Upon receiving the frame, everything looked good upon close inspection: solid welds (well, they at least look like it) and a good quality paint job. I put the frame on my scale, and it came in 1,660g (including the rear derailleur hanger, and the Chris King headset cups). Heavy by today's standards, but I told the builder weight wasn't a priority so no complaints.

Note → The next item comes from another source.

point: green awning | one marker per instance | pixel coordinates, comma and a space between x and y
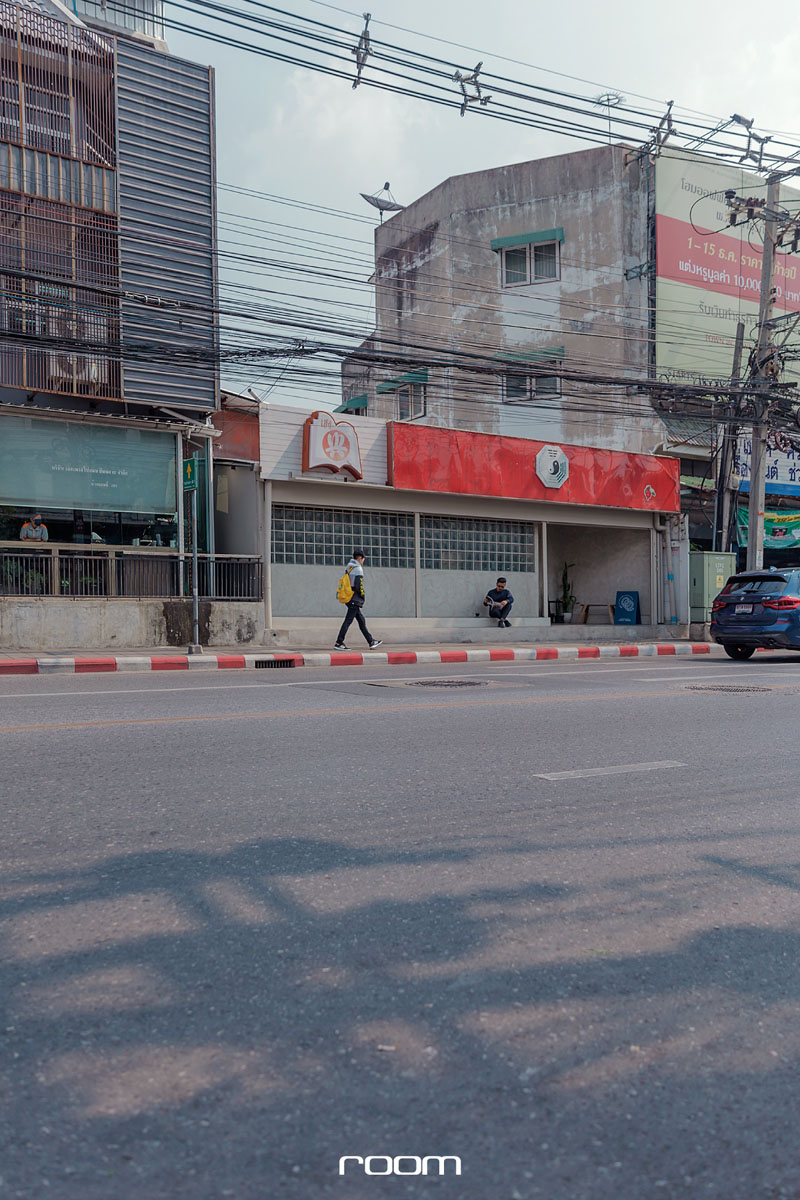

I then proceeded to build the frame up using a mix of components: SRAM Red shifters and derailleurs, Shimano Dura Ace 7800 crankset, Planet X CNC brake calipers, Ritchey fork / stem / seatpost, Easton handlebar and a pair of custom built wheels using Ambrosio Nemesis tubular rims and Shimano Dura Ace hubs. This is how it turned out in the end (the pedals were on my other bike when I snapped this picture):
One quality that is immediately noticeable about this frame is the stiffness in the bottom bracket area. Of course I don't have any tools to quantify this stiffness, but when placed in my trainer, the lateral movement in the bottom bracket is noticeably less than my Lynskey-built titanium and Planet X carbon fiber frames (and seems similar to my Cannondale Six13). I don't believe this really makes a difference in real life, but the difference is still there.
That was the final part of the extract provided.